Triangular linear systems are fundamental in numerical linear algebra. A triangular linear system has a straight-forward and efficient solution strategy, namely forward substitution for lower triangular systems and backward substitution for upper triangular systems. Triangular systems, or, more generally, systems of triangular type occur frequently in algorithms for more complex problems. This thesis addresses three systems that involve linear systems of triangular type.
The first system concerns quasi-triangular matrices. Quasi-triangular matrices are block triangular with 1-by-1 and 2-by-2 blocks on the diagonal. Quasi-triangular systems arise in the computation of eigenvectors from the real Schur form for the non-symmetric eigenvalue problem. This thesis contributes two algorithms for the eigenvector computation, which solve shifted quasi-triangular linear systems in an efficient and scalable way.
The second system addresses scaled triangular linear systems. During the solution of a triangular linear system, the entries of the solution can grow. This growth can exceed the representable range of floating-point numbers. Such an overflow can be avoided by solving a scaled triangular system. The solution is scaled prior to every operation that would otherwise result in an overflow. After scaling, the operations can be executed safely. This thesis analyzes the scalability of a recently developed tiled, robust solver for scaled triangular systems, which ensures that at no point in the computation the overflow threshold is exceeded.
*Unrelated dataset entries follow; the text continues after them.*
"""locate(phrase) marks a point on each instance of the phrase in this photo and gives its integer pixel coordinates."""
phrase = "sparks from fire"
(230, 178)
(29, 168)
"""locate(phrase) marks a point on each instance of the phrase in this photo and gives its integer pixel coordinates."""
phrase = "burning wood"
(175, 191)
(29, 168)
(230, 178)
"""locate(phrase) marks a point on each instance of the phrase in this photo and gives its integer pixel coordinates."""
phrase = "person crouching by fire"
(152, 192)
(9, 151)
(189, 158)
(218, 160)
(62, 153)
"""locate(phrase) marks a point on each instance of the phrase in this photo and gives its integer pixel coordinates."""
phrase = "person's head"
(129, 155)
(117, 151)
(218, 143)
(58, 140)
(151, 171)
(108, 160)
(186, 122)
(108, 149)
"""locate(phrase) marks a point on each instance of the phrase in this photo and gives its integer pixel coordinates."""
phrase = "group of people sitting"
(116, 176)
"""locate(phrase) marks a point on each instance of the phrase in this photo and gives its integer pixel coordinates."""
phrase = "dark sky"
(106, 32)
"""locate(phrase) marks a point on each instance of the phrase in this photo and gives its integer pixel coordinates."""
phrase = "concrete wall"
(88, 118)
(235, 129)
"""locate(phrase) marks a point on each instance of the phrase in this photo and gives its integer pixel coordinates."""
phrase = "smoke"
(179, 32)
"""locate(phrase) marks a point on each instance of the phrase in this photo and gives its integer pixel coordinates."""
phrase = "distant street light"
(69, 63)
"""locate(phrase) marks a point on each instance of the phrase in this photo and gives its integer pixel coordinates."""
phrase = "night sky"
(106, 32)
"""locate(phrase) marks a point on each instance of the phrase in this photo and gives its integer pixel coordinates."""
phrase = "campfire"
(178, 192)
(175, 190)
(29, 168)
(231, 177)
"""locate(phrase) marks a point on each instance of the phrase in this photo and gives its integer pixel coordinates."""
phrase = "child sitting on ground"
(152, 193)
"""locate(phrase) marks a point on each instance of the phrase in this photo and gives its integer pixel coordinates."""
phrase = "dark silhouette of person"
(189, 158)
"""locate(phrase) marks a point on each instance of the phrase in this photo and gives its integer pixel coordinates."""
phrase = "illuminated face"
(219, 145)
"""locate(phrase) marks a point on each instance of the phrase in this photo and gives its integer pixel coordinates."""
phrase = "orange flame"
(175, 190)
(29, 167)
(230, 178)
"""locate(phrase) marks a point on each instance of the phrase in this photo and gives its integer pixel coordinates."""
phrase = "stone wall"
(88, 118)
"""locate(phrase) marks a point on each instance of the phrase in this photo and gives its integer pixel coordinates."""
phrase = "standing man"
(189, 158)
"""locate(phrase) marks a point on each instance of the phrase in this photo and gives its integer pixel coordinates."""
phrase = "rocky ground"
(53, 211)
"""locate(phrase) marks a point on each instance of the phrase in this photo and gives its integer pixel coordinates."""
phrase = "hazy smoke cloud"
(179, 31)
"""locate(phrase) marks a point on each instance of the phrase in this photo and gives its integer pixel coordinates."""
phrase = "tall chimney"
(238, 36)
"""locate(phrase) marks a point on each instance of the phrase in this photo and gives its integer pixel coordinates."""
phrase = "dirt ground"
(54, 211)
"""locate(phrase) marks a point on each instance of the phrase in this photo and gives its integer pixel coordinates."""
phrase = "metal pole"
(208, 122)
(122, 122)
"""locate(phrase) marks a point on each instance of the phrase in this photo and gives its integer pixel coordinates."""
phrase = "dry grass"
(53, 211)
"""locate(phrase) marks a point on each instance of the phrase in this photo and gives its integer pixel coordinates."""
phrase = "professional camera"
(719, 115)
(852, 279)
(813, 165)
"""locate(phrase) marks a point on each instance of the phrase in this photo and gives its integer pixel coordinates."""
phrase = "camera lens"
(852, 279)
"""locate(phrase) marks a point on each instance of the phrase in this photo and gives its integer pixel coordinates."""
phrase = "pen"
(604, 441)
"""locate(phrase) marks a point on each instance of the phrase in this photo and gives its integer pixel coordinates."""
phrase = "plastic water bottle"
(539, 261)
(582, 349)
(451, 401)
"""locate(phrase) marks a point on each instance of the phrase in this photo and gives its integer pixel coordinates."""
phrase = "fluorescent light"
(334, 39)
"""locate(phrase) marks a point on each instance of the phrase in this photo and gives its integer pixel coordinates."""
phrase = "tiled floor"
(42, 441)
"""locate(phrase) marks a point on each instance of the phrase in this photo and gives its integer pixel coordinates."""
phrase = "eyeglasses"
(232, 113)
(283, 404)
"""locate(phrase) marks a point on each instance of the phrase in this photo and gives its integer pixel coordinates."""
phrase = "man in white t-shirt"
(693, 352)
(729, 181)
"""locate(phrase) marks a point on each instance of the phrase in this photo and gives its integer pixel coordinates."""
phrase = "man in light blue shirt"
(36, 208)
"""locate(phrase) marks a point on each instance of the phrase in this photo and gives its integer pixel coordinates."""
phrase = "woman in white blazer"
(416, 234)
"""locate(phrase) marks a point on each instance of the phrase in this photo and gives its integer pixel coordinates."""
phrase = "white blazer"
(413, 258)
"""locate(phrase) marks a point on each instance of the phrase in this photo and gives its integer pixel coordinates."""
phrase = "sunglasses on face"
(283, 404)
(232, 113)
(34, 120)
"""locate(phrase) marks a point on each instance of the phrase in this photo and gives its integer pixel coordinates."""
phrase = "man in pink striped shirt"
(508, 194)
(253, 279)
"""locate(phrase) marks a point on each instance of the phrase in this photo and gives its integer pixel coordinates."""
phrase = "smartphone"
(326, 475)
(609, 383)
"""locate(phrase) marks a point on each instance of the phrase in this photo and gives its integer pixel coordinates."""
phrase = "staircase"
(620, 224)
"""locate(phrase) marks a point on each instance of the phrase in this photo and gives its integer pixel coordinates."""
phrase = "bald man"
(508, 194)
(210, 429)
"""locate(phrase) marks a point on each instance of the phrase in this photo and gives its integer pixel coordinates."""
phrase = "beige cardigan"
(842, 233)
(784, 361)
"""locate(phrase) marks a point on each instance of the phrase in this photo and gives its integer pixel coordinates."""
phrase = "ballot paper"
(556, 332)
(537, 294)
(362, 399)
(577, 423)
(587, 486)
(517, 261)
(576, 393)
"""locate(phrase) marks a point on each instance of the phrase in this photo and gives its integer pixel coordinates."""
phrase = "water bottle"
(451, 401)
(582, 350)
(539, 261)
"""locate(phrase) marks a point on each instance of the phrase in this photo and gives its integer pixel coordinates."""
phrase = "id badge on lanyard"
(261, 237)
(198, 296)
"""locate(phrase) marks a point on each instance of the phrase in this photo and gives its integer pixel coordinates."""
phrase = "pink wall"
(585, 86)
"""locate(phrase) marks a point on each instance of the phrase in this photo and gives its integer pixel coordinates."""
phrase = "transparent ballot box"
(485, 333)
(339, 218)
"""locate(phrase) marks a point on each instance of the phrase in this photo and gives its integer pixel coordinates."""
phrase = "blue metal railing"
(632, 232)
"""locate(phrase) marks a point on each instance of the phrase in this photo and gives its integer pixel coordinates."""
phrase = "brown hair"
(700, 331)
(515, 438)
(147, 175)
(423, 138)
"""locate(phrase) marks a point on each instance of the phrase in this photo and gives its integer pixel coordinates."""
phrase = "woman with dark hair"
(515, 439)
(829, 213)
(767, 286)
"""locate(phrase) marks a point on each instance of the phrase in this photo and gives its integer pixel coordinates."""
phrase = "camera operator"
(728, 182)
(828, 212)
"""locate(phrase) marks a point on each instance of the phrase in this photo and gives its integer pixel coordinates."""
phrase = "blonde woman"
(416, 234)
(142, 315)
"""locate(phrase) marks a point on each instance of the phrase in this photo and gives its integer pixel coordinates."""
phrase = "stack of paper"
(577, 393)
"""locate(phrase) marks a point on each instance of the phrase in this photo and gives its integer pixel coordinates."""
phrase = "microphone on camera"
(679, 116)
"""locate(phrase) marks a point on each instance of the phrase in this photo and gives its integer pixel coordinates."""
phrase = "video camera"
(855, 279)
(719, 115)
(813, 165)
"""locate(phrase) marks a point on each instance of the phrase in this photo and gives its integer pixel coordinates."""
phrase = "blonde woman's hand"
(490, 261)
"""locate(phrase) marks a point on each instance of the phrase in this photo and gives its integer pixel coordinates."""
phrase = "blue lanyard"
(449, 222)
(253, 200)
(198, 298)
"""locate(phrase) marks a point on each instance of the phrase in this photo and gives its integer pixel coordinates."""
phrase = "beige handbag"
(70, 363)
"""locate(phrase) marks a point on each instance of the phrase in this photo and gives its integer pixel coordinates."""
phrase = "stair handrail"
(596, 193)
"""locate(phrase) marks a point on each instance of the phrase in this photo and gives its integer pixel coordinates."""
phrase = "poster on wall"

The third system tackles the scaled continuous-time triangular Sylvester equation, which couples two quasi-triangular matrices. The solution process is prone to overflow. This thesis contributes a robust, tiled solver and demonstrates its practicability.
These three systems can be addressed with a variation of forward or backward substitution. Compared to the highly optimized and scalable implementations of standard forward and backward substitution available in HPC libraries, the existing implementations of these three systems run at a smaller fraction of the peak performance. This thesis presents techniques to improve on the performance and robustness of the implementations of the three systems.